Half of this year’s top 10 best performing Christmas ads are repeats, study finds
Kantar’s festive ad ranking finds repeat ads from Cadbury and Coke are performing strongly, with Asda the only brand in the top 10 with new creative.
Cadbury’s ‘Secret Santa’ has been crowned 2025’s most effective Christmas ad, according to new Kantar research, demonstrating the power of repeat creative.
Kantar’s consumer testing found five of the top 10 performing TV spots this year reuse previous ads. Cadbury, for example, first introduced its Secret Santa campaign in 2018. Overall, Cadbury and Coca-Cola’s ‘Holidays Are Coming’ in the upper 100th percentile of Kantar’s advertising database for powerful branding.
Other strong performers include Aldi, which celebrated the 10th anniversary of ‘Kevin the Carrot’ and M&S Food’s Dawn French festive fairy, which returned for a fifth year. Other brands in Kantar’s top 10 include Tui, Asda, Argos, KFC, Sainsbury’s and Asda.
Kantar head of creative excellence, Lynne Deason, dubs the decision to reuse campaigns “smart marketing”.
“Brands reusing and evolving familiar assets are cutting through more effectively than those starting from scratch,” she notes.
“Our brains forget things easily and in today’s busy world, brands have to keep drumming into people’s minds what makes them different in a way that’s memorable and meaningful to cut through.”‘Good creative wears in’: How ‘multifaceted’ consistency is driving festive ad ratings
With this in mind, Deason argues effective advertising takes “more than simple repetition” and brands need a clear, core idea rooted in strategy that can be “refreshed and adapted to trends and consumer realities”.
“We know that brands which maintain a cohesive image and messaging, which sets them apart from their competitors, ultimately grow better in the long run,” says Deason.
Asda’s ‘Grinchmas’ campaign was the only brand in the Kantar top 10 with an entirely new idea.
Notably, John Lewis, Lidl, Morrisons, Waitrose and Tesco’s TV ads didn’t make Kantar’s top 10 in 2025, yet Ipsos data last week found John Lewis’ ‘Where Love Lives’ is the spontaneous favourite ad for the third week running.
The benefit of repeated ads was highlighted by System1’s Christmas rankings, which saw Amazon’s repeated ‘Joy Ride’ ad take the lead. System1 chief customer officer, Jon Evans, argued “good creative wears in, it doesn’t wear out” and consistent ads are topping this year’s rankings.
Fragmented media
According to Kantar, TV still “dominates” Christmas advertising, but the role of other channels has played a bigger role in driving campaign awareness this year as audiences fragment. Deason explains non-traditional media formats are doing more of the heavy lifting in terms of “magnifying and extending the impact of campaigns”.
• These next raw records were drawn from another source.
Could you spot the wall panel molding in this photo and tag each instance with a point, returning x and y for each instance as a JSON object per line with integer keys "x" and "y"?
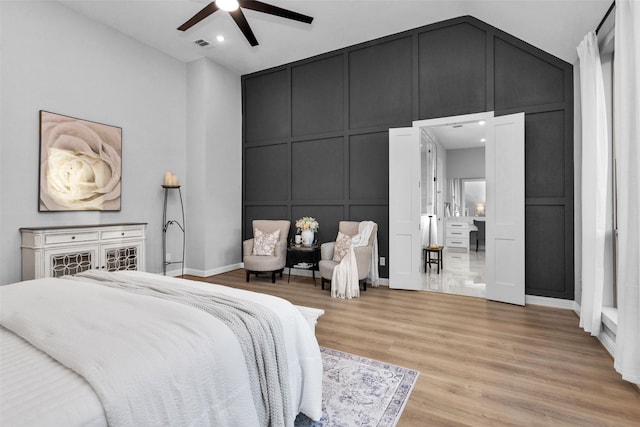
{"x": 334, "y": 110}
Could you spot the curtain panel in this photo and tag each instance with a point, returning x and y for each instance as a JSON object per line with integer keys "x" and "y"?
{"x": 596, "y": 175}
{"x": 627, "y": 134}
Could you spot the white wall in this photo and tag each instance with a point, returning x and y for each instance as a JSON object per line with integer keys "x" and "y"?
{"x": 214, "y": 156}
{"x": 57, "y": 60}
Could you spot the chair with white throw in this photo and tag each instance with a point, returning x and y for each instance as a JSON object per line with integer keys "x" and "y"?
{"x": 350, "y": 242}
{"x": 267, "y": 251}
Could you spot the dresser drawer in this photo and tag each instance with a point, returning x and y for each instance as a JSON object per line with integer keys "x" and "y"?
{"x": 457, "y": 226}
{"x": 82, "y": 236}
{"x": 457, "y": 234}
{"x": 121, "y": 234}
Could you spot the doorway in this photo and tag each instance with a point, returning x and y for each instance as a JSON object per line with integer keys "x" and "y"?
{"x": 453, "y": 206}
{"x": 504, "y": 207}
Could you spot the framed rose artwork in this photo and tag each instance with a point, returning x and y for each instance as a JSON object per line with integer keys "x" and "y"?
{"x": 80, "y": 164}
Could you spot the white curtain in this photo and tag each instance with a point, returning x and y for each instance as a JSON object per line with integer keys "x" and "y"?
{"x": 595, "y": 177}
{"x": 627, "y": 134}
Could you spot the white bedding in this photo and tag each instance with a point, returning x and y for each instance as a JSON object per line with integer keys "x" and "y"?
{"x": 18, "y": 375}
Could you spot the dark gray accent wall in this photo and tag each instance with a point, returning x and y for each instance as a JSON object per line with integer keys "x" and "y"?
{"x": 315, "y": 132}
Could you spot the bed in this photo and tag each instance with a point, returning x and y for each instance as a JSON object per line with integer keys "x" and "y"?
{"x": 132, "y": 348}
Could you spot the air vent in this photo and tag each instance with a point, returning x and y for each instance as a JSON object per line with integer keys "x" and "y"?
{"x": 202, "y": 42}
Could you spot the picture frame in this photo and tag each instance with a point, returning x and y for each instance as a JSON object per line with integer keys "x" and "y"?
{"x": 80, "y": 165}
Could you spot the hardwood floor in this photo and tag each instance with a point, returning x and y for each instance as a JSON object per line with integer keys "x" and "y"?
{"x": 481, "y": 363}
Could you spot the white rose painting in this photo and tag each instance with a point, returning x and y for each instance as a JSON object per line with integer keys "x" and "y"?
{"x": 80, "y": 164}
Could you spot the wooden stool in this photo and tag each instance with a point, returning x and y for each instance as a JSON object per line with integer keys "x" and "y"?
{"x": 428, "y": 259}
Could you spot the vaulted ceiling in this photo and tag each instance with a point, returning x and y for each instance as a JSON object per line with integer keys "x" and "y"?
{"x": 555, "y": 26}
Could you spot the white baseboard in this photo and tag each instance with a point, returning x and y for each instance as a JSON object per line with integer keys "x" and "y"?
{"x": 211, "y": 271}
{"x": 608, "y": 343}
{"x": 550, "y": 302}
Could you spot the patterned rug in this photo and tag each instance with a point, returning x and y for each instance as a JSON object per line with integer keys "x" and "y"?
{"x": 357, "y": 391}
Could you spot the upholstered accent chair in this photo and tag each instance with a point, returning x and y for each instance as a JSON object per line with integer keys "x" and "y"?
{"x": 362, "y": 253}
{"x": 257, "y": 254}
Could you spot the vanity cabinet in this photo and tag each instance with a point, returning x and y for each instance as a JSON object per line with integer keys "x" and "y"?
{"x": 457, "y": 234}
{"x": 59, "y": 251}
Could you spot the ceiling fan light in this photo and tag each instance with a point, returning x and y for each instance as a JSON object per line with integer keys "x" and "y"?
{"x": 228, "y": 5}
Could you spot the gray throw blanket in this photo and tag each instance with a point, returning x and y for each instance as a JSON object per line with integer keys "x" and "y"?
{"x": 258, "y": 330}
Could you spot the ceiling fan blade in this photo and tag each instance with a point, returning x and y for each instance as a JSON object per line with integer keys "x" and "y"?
{"x": 206, "y": 11}
{"x": 275, "y": 10}
{"x": 242, "y": 23}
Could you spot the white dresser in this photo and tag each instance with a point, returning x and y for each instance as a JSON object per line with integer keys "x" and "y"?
{"x": 59, "y": 251}
{"x": 457, "y": 233}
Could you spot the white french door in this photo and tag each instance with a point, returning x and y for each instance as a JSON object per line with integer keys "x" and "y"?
{"x": 504, "y": 153}
{"x": 504, "y": 157}
{"x": 404, "y": 208}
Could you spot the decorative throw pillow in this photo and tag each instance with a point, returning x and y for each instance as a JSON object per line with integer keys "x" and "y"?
{"x": 264, "y": 243}
{"x": 343, "y": 243}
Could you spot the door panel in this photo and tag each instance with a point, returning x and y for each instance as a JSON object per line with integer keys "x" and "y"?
{"x": 404, "y": 208}
{"x": 505, "y": 211}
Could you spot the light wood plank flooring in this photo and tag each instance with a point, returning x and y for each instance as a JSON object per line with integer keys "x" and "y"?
{"x": 481, "y": 363}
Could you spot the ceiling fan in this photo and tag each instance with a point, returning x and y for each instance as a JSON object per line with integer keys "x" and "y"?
{"x": 234, "y": 9}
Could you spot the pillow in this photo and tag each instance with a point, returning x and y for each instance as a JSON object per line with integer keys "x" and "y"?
{"x": 264, "y": 243}
{"x": 343, "y": 243}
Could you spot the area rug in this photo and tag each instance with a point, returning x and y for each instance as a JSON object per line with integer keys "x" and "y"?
{"x": 357, "y": 391}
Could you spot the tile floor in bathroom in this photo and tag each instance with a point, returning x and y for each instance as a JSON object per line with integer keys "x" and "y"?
{"x": 462, "y": 274}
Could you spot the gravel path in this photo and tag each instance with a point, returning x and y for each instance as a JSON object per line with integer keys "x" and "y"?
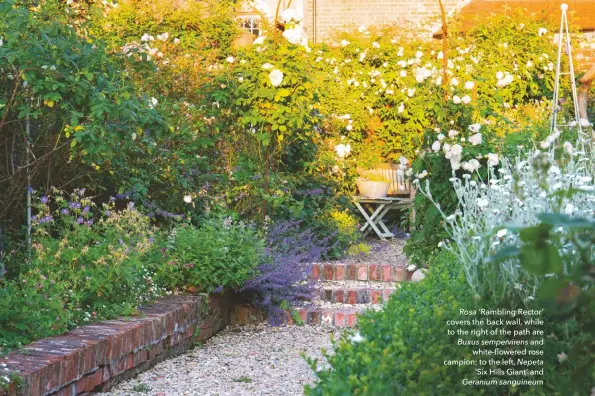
{"x": 250, "y": 360}
{"x": 381, "y": 252}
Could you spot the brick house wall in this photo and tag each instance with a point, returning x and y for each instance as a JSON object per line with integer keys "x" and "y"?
{"x": 321, "y": 17}
{"x": 584, "y": 51}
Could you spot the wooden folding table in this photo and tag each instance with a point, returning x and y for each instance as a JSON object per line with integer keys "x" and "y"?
{"x": 375, "y": 209}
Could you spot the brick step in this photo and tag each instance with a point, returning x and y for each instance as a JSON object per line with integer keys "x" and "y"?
{"x": 366, "y": 272}
{"x": 348, "y": 294}
{"x": 340, "y": 315}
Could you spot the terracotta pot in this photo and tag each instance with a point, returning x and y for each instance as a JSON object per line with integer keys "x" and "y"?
{"x": 372, "y": 189}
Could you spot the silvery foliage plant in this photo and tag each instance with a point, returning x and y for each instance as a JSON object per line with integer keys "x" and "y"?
{"x": 516, "y": 191}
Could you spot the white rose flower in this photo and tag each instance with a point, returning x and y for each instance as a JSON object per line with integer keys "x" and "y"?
{"x": 259, "y": 40}
{"x": 493, "y": 159}
{"x": 456, "y": 149}
{"x": 294, "y": 36}
{"x": 357, "y": 338}
{"x": 482, "y": 202}
{"x": 474, "y": 128}
{"x": 475, "y": 139}
{"x": 455, "y": 163}
{"x": 291, "y": 14}
{"x": 568, "y": 148}
{"x": 276, "y": 77}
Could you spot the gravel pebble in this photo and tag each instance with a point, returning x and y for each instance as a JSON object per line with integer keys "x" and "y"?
{"x": 389, "y": 252}
{"x": 248, "y": 360}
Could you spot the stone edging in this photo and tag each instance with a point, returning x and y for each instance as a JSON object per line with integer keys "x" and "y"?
{"x": 96, "y": 357}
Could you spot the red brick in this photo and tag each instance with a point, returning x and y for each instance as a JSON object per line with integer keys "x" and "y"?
{"x": 386, "y": 273}
{"x": 315, "y": 272}
{"x": 327, "y": 317}
{"x": 374, "y": 272}
{"x": 339, "y": 272}
{"x": 351, "y": 296}
{"x": 340, "y": 295}
{"x": 351, "y": 272}
{"x": 328, "y": 272}
{"x": 399, "y": 274}
{"x": 339, "y": 319}
{"x": 375, "y": 297}
{"x": 314, "y": 317}
{"x": 386, "y": 294}
{"x": 88, "y": 382}
{"x": 362, "y": 272}
{"x": 351, "y": 319}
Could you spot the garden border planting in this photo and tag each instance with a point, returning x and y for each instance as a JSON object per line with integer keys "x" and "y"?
{"x": 98, "y": 356}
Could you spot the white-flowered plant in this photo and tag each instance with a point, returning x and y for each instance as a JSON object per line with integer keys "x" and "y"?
{"x": 512, "y": 196}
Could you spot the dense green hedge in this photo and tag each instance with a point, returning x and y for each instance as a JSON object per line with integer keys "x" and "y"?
{"x": 403, "y": 347}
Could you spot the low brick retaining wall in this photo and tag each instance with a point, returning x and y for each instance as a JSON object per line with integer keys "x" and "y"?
{"x": 95, "y": 357}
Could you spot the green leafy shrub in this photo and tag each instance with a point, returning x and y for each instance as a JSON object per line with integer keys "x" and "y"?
{"x": 218, "y": 254}
{"x": 401, "y": 350}
{"x": 87, "y": 263}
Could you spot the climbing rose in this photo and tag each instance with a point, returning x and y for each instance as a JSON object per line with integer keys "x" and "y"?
{"x": 475, "y": 139}
{"x": 276, "y": 77}
{"x": 492, "y": 159}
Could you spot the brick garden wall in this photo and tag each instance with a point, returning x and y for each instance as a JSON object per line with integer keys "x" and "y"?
{"x": 334, "y": 14}
{"x": 584, "y": 51}
{"x": 95, "y": 357}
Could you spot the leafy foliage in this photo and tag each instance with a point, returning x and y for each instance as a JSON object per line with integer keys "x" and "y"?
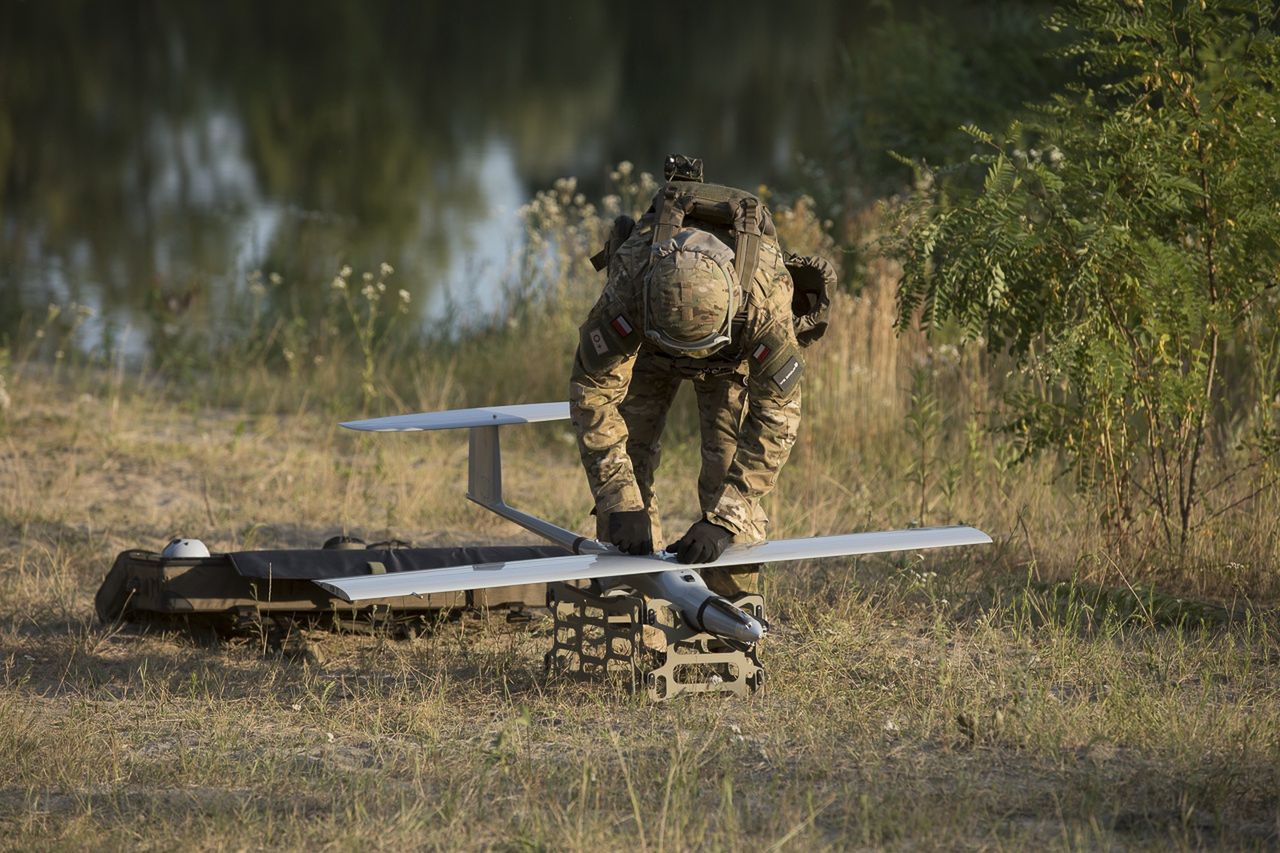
{"x": 1124, "y": 250}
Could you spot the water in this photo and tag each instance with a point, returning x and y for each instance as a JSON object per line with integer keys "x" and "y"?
{"x": 154, "y": 154}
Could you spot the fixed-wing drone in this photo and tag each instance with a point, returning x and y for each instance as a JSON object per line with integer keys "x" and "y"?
{"x": 657, "y": 575}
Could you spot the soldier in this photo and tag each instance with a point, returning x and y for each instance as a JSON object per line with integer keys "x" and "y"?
{"x": 698, "y": 290}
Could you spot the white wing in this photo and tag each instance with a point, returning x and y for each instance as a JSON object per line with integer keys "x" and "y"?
{"x": 464, "y": 418}
{"x": 616, "y": 565}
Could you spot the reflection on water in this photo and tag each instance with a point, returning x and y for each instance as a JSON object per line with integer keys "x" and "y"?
{"x": 152, "y": 154}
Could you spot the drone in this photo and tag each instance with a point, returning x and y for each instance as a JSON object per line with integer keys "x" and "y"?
{"x": 658, "y": 575}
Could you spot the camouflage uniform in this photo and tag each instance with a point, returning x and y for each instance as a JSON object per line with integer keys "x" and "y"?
{"x": 748, "y": 396}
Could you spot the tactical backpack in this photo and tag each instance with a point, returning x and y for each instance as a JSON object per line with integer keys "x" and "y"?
{"x": 741, "y": 217}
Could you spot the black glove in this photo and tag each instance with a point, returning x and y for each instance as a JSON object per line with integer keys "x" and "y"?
{"x": 703, "y": 543}
{"x": 630, "y": 532}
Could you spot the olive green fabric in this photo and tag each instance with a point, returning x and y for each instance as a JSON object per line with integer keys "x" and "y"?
{"x": 748, "y": 395}
{"x": 690, "y": 293}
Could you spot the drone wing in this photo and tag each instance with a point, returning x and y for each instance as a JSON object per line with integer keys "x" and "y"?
{"x": 464, "y": 418}
{"x": 617, "y": 565}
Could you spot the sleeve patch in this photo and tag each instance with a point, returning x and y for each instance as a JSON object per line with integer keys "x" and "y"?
{"x": 621, "y": 325}
{"x": 597, "y": 337}
{"x": 789, "y": 374}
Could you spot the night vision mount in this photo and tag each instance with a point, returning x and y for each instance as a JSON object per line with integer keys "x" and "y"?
{"x": 681, "y": 168}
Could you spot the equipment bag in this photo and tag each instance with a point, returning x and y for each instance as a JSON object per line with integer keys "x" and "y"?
{"x": 814, "y": 278}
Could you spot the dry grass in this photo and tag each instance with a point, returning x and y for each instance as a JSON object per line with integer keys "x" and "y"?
{"x": 936, "y": 703}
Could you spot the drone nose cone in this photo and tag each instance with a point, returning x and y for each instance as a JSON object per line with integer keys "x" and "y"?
{"x": 725, "y": 620}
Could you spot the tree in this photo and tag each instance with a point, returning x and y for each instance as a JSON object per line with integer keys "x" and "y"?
{"x": 1124, "y": 250}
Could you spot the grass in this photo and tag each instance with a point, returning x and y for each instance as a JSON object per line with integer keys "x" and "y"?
{"x": 938, "y": 702}
{"x": 1061, "y": 688}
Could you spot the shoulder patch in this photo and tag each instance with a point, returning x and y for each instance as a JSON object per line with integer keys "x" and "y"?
{"x": 787, "y": 375}
{"x": 607, "y": 336}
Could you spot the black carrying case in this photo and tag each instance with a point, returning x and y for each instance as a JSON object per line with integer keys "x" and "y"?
{"x": 279, "y": 583}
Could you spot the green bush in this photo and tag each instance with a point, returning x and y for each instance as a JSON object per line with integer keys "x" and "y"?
{"x": 1124, "y": 250}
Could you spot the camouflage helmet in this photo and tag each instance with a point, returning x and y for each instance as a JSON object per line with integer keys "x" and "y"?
{"x": 690, "y": 293}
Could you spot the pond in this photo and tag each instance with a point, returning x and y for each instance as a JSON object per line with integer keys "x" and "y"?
{"x": 154, "y": 154}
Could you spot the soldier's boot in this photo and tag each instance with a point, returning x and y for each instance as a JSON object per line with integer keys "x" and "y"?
{"x": 731, "y": 582}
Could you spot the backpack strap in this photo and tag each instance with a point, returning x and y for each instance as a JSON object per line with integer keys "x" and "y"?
{"x": 746, "y": 233}
{"x": 671, "y": 213}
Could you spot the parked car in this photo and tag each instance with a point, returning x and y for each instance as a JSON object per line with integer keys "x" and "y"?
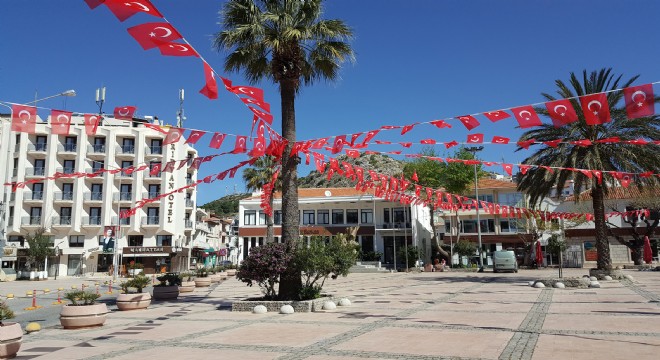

The research finds one in four consumers are looking forward to watching ads on YouTube and 18% on TikTok, with John Lewis the most talked about advert on TikTok. Press advertising cut through for grocers has doubled in the last three years, with Kantar’s data showing the contribution of campaign synergy to overall success has doubled in recent years.
This echoes Samira Brophy at Ipsos, who last month told Marketing Week brands are “thinking more about themselves as entertainment properties” when it comes to Christmas, which she feels is the biggest “evolution” from last year.
According to Kantar’s research, part two of the Aldi trilogy – detailing Kevin’s chaotic stag do – was seen as the funniest advert, with Amazon coming out on top for musical enjoyment, followed by Coke.
Cadbury also scores the highest for positive male portrayal, with Argos also scoring highly on this measure. Kantar claims this is the “strongest Christmas ad yet” from Argos, which scores highly on humour, storytelling and brand centricity.
Amazon was also deemed a “powerhouse for showing women positively on screen”, however Kantar found the proportion of all UK adverts depicting women in non-traditional roles halved in 2025 versus last year.